Segundo deve-se entender quais fatores podem ter contribuído para a conclusão das negociações e como esses mesmos fatores podem ainda influenciar a economia dos países consignatários após assinatura do acordo. Analisando a conjuntura mundial, entre diversos fatores, podem-se listar (1) a guerra comercial entre as duas grandes potências econômicas Estados Unidos e China que, conjuntamente, são os maiores parceiros comerciais dos dois blocos; (2) o processo de saída (ou Brexit) do Reino Unido da União Europeia; e (3) a relação paradoxal entre as rigorosas imposições feitas aos países que mais causam danos ao meio ambiente e o crescente aumento do fluxo comercial com esses mesmos países.

Essa segunda análise mostra que China e Estados Unidos irão procurar outros países para escoar seus produtos, impulsionando, no primeiro momento, o aumento do fluxo comercial. Em um segundo momento, não obstante, impactará a indústria local que poderá perder força frente aos produtos importados.

Na mesma medida, a saída do Reino Unido da União Europeia – até então não concretizada – permitirá que outros parceiros comerciais sejam beneficiados e que acordos com outros blocos (como o do Mercosul, por exemplo) até então em discussão sejam finalizados dado à busca do Reino Unido ou dos demais países do bloco em criar alternativas para escoar seus produtos para outras economias, paralelamente, às constantes preocupações do reflexo da guerra comercial entre China e USA para a economia mundial.

Enquanto se percebe um movimento dos países em criar normas ambientais mais rigorosas e com maiores imposições aos países que descumprem acordos para o tema, como o Acordo de Paris, a Conferência Eco-92 (discutida posteriormente na Rio + 20). Na contramão dessas ações, percebe-se um aumento da demanda por produtos cujo cultivo ou extração afetam diretamente o meio ambiente, como a soja, criação de gados, recursos mineiras, etc. De fato, uma pressão enorme em se desenvolver de forma sustentável, sem afetar o meio ambiente de determinadas nações em detrimento do “crescimento sustentável” de outras.

Em outras palavras, é como se a União Europeia “vendesse” ao mundo a ideia da qual eles estão se desenvolvendo preservando o meio ambiente – o que de fato vem acontecendo –, mas por trás dos holofotes importam cada vez mais matérias-primas e insumos de países que desmatam e causam danos à natureza. Tudo isso para atender uma demanda crescente dos próprios países europeus.

O terceiro ponto traz à luz a ideia inicial do artigo ao observar que uma parceria, seja ela qual for, precisa ser viável para ambos os lados.
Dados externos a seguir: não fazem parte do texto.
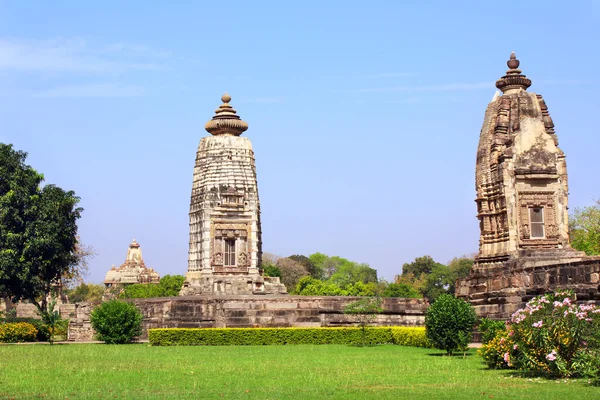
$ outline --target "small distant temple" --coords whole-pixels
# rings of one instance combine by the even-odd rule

Mesmo considerando uma relação ganha-ganha, o resultado esperado e alcançado é percebido de forma diferente pelas partes.

No caso da União Europeia e do próprio Mercosul, cada país-membro sofrerá mudanças em seus respectivos mercados e nas trocas comerciais que, essencialmente, poderão beneficiar, com suas devidas proporções, ambos os lados. O Mercosul com mais acesso à tecnologia e aos produtos industrializados e a União Europeia com mais acesso às matérias primas e recursos naturais.

Diante os fatos analisados é possível identificar ganhos não só comerciais ao Brasil, mas também de competitividade para muitos produtos brasileiros. Esses ganhos, como vendo sendo desenhados, parecem estar mais restritos ou direcionados para alguns segmentos que os governos parecem enxergar de forma mais estratégica, como o agronegócio. E, numa menor proporção, o Brasil estender esses ganhos competitivos para outras aéreas da economia, como a indústria de transformação, tecnologia e pesquisa, serviços em geral, bancária e de licitação.

O crescimento, portanto, da economia deve ocorrer de forma integrada, envolvendo, principalmente, segmentos que absorvam grande parte da mão-de-obra brasileira e que ajudam a movimentar a economia, atraindo não só investidores, mas tornando os produtos tecnologicamente mais competitivos. Se esse acordo com o tempo trouxer ganhos em aéreas que o Brasil é pouco competitivo, o reflexo na vida dos brasileiros será visto não só no campo, mas também de norte a sul do país.